Robert was born and raised on the family farm. He was attending the University of Calgary when his dad died suddenly. Robert left school at the age of 19 to take over the family farm in 1965.
A few years after they were married — sometime in the early ’70s — the engagement ring went missing. Janet had a habit of taking the rings off and putting them in the same place near the sink when she was doing dishes. One of the leading thoughts was that the ring got knocked into the sink and ended up in the septic tank. Or the ring may have somehow got knocked to the floor and ended up in a heat vent.
“Bob had taken out a grain advance to buy that ring, so he wasn’t too pleased when he found out I lost it,” laughed Janet.
“At least he didn’t show me the door.”
“I just had that sick feeling you get when you lose something that’s important to you,” she says.
“I turned the house upside down and searched from top to bottom but the ring was nowhere to be found.”

A few years passed and eventually Robert bought her a new engagement ring.
So that was the 1970s, and many things have happened since then. The Cockwills had three little kids by 1975. They were living in an old house on the farm when they got married. Janet says “it was old” and then they moved. They built a new house in 1982 and tore the old house down.
For many years, they had a garden plot on the east side of the house. But then that area got contaminated with some “bad” compost, and just a couple years ago they created a new garden spot on the west side of the house. Their older grandson Blaine has rototilled the plot each year.

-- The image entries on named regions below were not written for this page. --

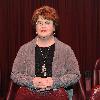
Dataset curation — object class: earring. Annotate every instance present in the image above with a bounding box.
[53,33,55,35]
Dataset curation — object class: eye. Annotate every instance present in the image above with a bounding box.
[36,21,42,25]
[45,21,50,25]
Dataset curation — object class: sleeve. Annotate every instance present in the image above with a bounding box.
[53,47,81,88]
[11,46,34,87]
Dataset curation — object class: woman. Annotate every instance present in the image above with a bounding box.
[11,6,80,100]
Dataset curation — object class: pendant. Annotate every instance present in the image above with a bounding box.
[41,64,47,76]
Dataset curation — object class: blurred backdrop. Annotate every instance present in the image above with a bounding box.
[0,0,100,96]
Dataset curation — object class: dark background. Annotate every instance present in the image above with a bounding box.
[0,0,100,96]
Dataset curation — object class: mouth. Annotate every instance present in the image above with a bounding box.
[41,30,47,32]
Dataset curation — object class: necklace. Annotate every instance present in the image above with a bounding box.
[37,38,50,77]
[40,47,50,77]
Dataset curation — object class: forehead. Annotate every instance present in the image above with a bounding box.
[37,15,52,21]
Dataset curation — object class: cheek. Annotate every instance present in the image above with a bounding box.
[48,26,54,31]
[36,26,40,31]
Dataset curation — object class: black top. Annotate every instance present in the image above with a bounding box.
[35,43,55,78]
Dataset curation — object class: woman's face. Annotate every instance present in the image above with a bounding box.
[36,16,55,37]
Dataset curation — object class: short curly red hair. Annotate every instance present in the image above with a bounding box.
[32,6,59,26]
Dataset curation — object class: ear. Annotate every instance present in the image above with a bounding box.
[53,25,55,31]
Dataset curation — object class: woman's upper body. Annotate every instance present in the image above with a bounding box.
[11,6,80,89]
[11,37,80,88]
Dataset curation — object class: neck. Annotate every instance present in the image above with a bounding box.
[36,36,55,47]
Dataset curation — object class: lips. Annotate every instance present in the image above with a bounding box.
[41,30,46,32]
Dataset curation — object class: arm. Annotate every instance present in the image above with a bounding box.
[53,47,81,88]
[11,46,33,87]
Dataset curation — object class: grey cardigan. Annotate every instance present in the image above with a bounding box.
[11,37,81,88]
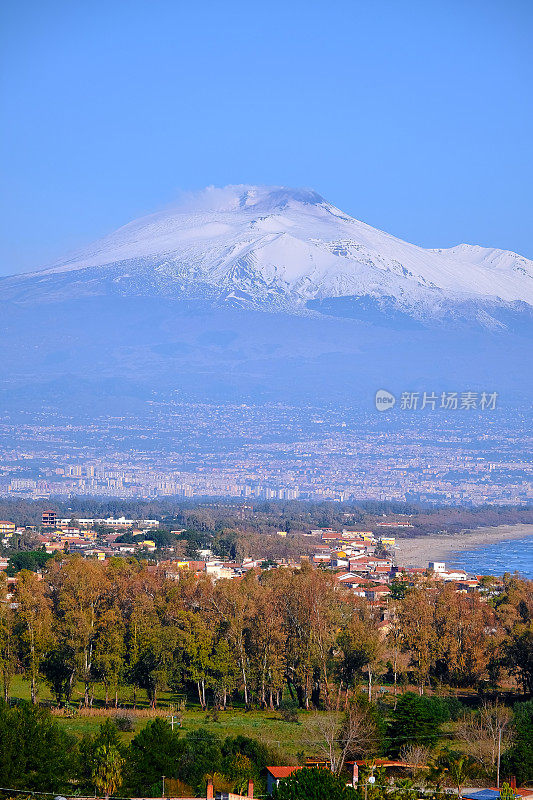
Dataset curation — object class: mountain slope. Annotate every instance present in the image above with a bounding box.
[0,186,533,414]
[4,186,533,329]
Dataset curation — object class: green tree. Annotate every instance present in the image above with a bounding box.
[16,569,53,703]
[179,729,222,791]
[502,700,533,784]
[272,767,357,800]
[127,717,184,796]
[387,692,443,754]
[0,702,76,792]
[93,744,124,798]
[0,573,16,702]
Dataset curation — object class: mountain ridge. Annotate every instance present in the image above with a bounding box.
[4,185,533,330]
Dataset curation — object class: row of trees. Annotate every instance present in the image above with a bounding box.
[0,557,533,709]
[0,693,533,800]
[0,702,278,797]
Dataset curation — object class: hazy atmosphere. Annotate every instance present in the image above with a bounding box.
[0,0,533,275]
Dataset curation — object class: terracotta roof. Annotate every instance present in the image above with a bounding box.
[267,767,303,779]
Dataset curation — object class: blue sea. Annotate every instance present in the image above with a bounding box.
[448,536,533,578]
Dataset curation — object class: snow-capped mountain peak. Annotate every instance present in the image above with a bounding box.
[3,185,533,324]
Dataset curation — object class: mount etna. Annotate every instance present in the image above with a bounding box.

The garden was seeded and growing a usual mix of vegetables this year.
“And then this fall our grandson Nolan and his partner, Morgan, who also live in the yard were cooking something and they raided the garden for carrots,” says Janet.
“And to their surprise one of the carrots had a ring wrapped around it. “
“Nolan came rushing into our house with a funny look on his face and a real grin,” says Robert.
“In his hand was the ring. He knew what he had found.”
“I couldn’t believe it,” says Janet. “I just couldn’t believe it.”
“He came in the house and showed me what he had in his hand, and I was six feet away, but I knew immediately it was the engagement ring I had lost nearly 50 years earlier. I went up to him and said, ‘I’m not going to cry, but I’m going to give you a really big hug.’ He’s not a hugger, but he said it was okay.”
“The more you think about it, the more you realize all the complex logistics involved for that ring to be found,” adds Janet.
“A lot of things had to line up for that carrot seed to be planted so it grew up through that ring. It is just hard to comprehend.”

Over the years, the Cockwills had changed houses, a couple years ago they switched garden spots. The plot where the ring was found is rototilled, so the ring had to be relatively close to the surface of the soil. It had to be positioned in such a way, so that the carrot grew up through the middle of the ring. And then it was one of the carrots that actually got harvested (not thinned out during the growing season) and ended up on Nolan and Morgan’s kitchen counter.
“We have no idea how it got into that part of the yard,” says Janet. “And yet there it was.”
She took the found ring to the local jewellery store in nearby Vulcan. The owner sent it away for cleaning, and it came back looking good as new.
Janet says since her ring was found, they’ve heard of a few other miraculous stories of rings being recovered. One person, for example, must have lost their wedding ring in the yard and by some miracle it was found in the crop of a chicken when the bird was butchered.
Janet says she is just thrilled to have her original engagement ring back and on her finger, but the circumstances of how it got to that part of the yard will always remain a mystery.
Bob was pragmatic.
“With that kind of unbelievable luck, I think this is obviously a good time to buy a lottery ticket,” he says.